Lets say we have some text:

Lorem ipsum dolor sit amet, consectetur adipiscing elit. Vivamus cursus vestibulum quam, et tristique nisi tristique ac. Nam ac risus vehicula tortor facilisis tincidunt. Aliquam at nisi vel arcu aliquet dignissim nec et massa. Curabitur vel magna eros, accumsan rutrum augue. Lorem ipsum http://subdomain-1.example.com/dir1 dolor sit amet, consectetur adipiscing elit. Nunc ut vehicula purus. Phasellus nunc diam, hendrerit in ultrices vitae, adipiscing ut odio. Class aptent taciti sociosqu ad litora torquent per conubia nostra, per inceptos himenaeos. Cras molestie felis nec diam sollicitudin placerat pellentesque metus dapibus. Aliquam ipsum ante, lacinia porta http://subdomain-2.example.com/dir2 faucibus non, porttitor at nunc. Quisque suscipit, urna sit amet rhoncus bibendum, elit mi rhoncus lorem, ac luctus lectus nunc in velit.

need c# function which finds all URLs and replaces domain name with given one lets say for ex example.com to stackoverflow.com, but everything else remain the same (subdomain, and the rest of url).

For example the text should look like this after replacing:

Lorem ipsum dolor sit amet, consectetur adipiscing elit. Vivamus cursus vestibulum quam, et tristique nisi tristique ac. Nam ac risus vehicula tortor facilisis tincidunt.
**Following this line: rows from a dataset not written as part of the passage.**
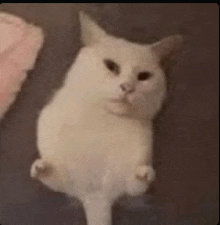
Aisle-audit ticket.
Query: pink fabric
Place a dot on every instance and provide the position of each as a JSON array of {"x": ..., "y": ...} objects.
[{"x": 20, "y": 43}]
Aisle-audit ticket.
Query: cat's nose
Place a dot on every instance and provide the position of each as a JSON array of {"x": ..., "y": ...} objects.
[{"x": 127, "y": 87}]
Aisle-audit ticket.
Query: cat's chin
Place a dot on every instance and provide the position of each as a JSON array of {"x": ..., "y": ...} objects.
[{"x": 120, "y": 108}]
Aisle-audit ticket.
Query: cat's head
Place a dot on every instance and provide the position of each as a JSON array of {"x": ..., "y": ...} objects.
[{"x": 126, "y": 78}]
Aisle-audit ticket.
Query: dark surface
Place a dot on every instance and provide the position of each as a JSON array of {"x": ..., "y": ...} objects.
[{"x": 186, "y": 135}]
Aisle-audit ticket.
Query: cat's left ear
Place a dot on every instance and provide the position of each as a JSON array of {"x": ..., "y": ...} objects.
[
  {"x": 167, "y": 47},
  {"x": 91, "y": 32}
]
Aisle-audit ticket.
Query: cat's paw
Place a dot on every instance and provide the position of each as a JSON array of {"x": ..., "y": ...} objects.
[
  {"x": 145, "y": 173},
  {"x": 39, "y": 169}
]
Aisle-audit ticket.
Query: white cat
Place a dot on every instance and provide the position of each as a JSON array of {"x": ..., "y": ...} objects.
[{"x": 95, "y": 136}]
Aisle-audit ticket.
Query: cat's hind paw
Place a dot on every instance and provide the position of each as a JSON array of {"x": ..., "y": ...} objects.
[{"x": 39, "y": 169}]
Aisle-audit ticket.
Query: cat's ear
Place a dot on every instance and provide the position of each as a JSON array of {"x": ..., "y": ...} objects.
[
  {"x": 91, "y": 32},
  {"x": 167, "y": 47}
]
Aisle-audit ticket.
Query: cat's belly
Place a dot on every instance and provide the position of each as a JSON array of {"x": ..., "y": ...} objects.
[{"x": 96, "y": 165}]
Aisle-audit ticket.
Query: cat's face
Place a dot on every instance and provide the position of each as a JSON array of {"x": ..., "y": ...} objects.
[{"x": 126, "y": 78}]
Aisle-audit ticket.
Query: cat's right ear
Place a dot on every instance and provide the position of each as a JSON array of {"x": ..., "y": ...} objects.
[{"x": 91, "y": 32}]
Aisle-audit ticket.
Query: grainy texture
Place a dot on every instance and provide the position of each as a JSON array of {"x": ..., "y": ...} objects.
[{"x": 186, "y": 135}]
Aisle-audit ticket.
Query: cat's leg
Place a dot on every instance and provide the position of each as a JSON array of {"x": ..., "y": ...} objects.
[
  {"x": 44, "y": 172},
  {"x": 138, "y": 182}
]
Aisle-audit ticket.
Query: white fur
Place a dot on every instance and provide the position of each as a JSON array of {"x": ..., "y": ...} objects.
[{"x": 97, "y": 143}]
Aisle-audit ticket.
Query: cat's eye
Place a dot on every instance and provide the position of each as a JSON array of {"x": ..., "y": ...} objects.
[
  {"x": 144, "y": 76},
  {"x": 112, "y": 66}
]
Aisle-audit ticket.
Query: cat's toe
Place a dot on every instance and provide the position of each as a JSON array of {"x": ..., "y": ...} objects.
[
  {"x": 39, "y": 168},
  {"x": 145, "y": 173}
]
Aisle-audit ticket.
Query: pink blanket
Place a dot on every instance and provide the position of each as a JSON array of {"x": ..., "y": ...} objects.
[{"x": 20, "y": 43}]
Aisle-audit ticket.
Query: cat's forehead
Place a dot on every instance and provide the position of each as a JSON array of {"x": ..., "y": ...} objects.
[{"x": 126, "y": 52}]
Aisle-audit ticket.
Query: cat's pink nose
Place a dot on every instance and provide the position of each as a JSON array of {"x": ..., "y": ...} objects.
[{"x": 127, "y": 87}]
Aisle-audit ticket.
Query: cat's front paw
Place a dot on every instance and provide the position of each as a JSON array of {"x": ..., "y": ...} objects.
[
  {"x": 39, "y": 169},
  {"x": 145, "y": 173}
]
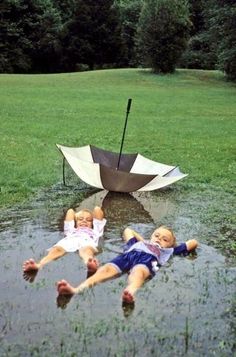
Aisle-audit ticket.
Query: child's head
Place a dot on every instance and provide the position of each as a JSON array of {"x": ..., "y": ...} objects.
[
  {"x": 163, "y": 236},
  {"x": 84, "y": 218}
]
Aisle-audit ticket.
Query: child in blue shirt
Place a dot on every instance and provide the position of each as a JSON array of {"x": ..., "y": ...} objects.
[{"x": 141, "y": 259}]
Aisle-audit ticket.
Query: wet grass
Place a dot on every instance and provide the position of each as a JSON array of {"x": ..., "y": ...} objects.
[
  {"x": 188, "y": 309},
  {"x": 185, "y": 119}
]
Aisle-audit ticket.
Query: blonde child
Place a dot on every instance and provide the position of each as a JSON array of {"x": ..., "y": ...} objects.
[
  {"x": 141, "y": 259},
  {"x": 82, "y": 232}
]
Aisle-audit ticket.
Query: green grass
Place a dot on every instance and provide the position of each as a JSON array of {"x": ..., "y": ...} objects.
[{"x": 185, "y": 119}]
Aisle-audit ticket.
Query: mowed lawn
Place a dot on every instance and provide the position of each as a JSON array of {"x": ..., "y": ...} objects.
[{"x": 185, "y": 119}]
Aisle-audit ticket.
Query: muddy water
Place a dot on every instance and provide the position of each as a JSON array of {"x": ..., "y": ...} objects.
[{"x": 187, "y": 309}]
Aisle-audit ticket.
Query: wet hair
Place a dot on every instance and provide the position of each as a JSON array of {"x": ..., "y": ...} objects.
[
  {"x": 172, "y": 233},
  {"x": 83, "y": 210}
]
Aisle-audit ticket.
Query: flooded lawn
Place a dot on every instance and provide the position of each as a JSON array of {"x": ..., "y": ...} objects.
[{"x": 187, "y": 309}]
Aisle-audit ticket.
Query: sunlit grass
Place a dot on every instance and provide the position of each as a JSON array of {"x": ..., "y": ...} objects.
[{"x": 185, "y": 119}]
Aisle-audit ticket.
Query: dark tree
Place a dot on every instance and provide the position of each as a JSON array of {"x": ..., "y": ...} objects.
[
  {"x": 28, "y": 36},
  {"x": 222, "y": 20},
  {"x": 162, "y": 33}
]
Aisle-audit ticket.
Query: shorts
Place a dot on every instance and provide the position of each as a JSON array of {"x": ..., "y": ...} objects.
[{"x": 127, "y": 261}]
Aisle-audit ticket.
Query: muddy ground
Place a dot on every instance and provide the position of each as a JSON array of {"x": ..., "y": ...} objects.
[{"x": 187, "y": 309}]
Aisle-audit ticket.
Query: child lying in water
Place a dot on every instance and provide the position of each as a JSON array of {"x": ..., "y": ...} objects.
[
  {"x": 141, "y": 259},
  {"x": 82, "y": 232}
]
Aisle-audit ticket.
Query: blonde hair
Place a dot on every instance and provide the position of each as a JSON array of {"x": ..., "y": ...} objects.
[
  {"x": 83, "y": 210},
  {"x": 172, "y": 233}
]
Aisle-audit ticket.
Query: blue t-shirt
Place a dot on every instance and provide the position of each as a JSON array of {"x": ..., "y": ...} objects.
[{"x": 161, "y": 254}]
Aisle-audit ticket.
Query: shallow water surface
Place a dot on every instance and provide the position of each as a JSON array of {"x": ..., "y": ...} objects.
[{"x": 187, "y": 309}]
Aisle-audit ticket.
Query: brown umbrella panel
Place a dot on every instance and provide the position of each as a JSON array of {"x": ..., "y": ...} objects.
[{"x": 98, "y": 168}]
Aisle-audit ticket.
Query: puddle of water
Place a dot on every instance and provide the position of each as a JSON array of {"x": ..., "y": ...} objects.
[{"x": 188, "y": 308}]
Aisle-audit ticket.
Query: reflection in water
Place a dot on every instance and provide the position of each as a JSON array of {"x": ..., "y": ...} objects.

Aliquam at nisi vel arcu aliquet dignissim nec et massa. Curabitur vel magna eros, accumsan rutrum augue. Lorem ipsum http://subdomain-1.stackoverflow.com/dir1 dolor sit amet, consectetur adipiscing elit. Nunc ut vehicula purus. Phasellus nunc diam, hendrerit in ultrices vitae, adipiscing ut odio. Class aptent taciti sociosqu ad litora torquent per conubia nostra, per inceptos himenaeos. Cras molestie felis nec diam sollicitudin placerat pellentesque metus dapibus. Aliquam ipsum ante, lacinia porta http://subdomain-2.stackoverflow.com/dir2 faucibus non, porttitor at nunc. Quisque suscipit, urna sit amet rhoncus bibendum, elit mi rhoncus lorem, ac luctus lectus nunc in velit.

2
This initially seems like a pretty easy problem to solve - possibly even a homework assignment. What code do you already have, and what problems do you have with it?atk
Of course, in the real world it would be not quite as easy, since you would want subdomain-1.example.com replaced with subdomain-1.stackoverflow.com, and subdomain-1.example.co.uk replaced with subdomain-1.stackoverflow.co.uk, but not have example.google.com replaced with stackoverflow.google.comBlueRaja - Danny Pflughoeft
AND you can't just check the third-level domains for anything that ends in .uk, because there are a handful of domains left around that were registered with just something.uk, from before the UK decided every domain had to be registered at the third-level.BlueRaja - Danny Pflughoeft
Well does it even make sense to match all theoretical cases? Generally you will know what subdomains you have to deal with and what the url you are replacing is before you design the regex (I am assuming this is needed for a specific replacment).ternaryOperator

2 Answers

1
votes

I think this works:

Regex r = new Regex("@(?<SCHEME>https?://)(?<SUBDOMAIN>([^.]+\.)*)example\.com(?<PATH>/.*)?");
string newText = r.Replace(text, "${SCHEME}${SUBDOMAIN}stackoverflow.com${PATH}");

I use named groups because they're easier to keep track of and read. The first is the scheme, http:// or https://, the second grabs the subdomain, and the last one grabs an optional path (as you might have http://foo.example.com or http://foo.example.com/ or http://foo.example.com/bar)

0
votes

The regular expression you use should look something like:

s!(http[s]?://[\w\-]+)\.domain\.com([\w\d/]+)!$1.newdomain.org$2!gi

Note: you will have to rewrite this in C#'s notation.